Over forty months, ten stories poured out of me, not counting the short I tossed on this space a month or so ago. Of the ten stories, a little bit of me nests in each one.
When we create, of course our hard work goes into the product we produce. Stories are of our minds, rendered shareable from our finger interaction with a keyboard. Personal perspective is also in our stories, including our experiences and our view of the experiences, combined with our take on the world around us.
We may create a villain, but we’ll create and deal with the villain by sourcing something inside of us. If a character in our story hurts, a little bit of the hurt is from us. When a character is euphoric, I write from a place where I’ve felt this way.
Topics I’ve touched on include suppressing identity (closeting), outing oneself, abuse of many types including domestic violence and paedophilia (which I have not experienced, but can readily grasp the pain involved, and in looking back, know I dodged a pretty nasty bullet in my childhood), feminist activism, homophobia and transphobia, and the broken trust of cheating (another not experienced.)
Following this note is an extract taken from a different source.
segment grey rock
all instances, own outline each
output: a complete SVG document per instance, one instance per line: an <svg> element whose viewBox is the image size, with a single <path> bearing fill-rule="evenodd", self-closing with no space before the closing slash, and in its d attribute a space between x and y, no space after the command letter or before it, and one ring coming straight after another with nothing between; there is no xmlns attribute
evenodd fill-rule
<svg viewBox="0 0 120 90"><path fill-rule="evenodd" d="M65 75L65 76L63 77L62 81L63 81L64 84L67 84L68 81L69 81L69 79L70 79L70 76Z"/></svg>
Conflict and excitement means drama; we aren’t interested in seeing the ocean a sheet of blue unstirred, we wish to see the blue morph into darker and lighter swaths of curled colour with pointed tips frosted white, the ominous energy of the sea unshackled and bestirred. Significant moments of drama have lasting impact on us, creating the exclamation points on our life’s timeline, those places with positive significance, including marriage and birth of our children.
I cannot write from any other place. Drama compels me to write out what it twists up inside of me, creating this audacious need to put words before others like dinner in a five star restaurant, believing they will find it palatable.
There is no effort on my part to cover the residue of my scratched mental itches. In my words, people see me trying to make sense of it all. It is an endeavour with no end.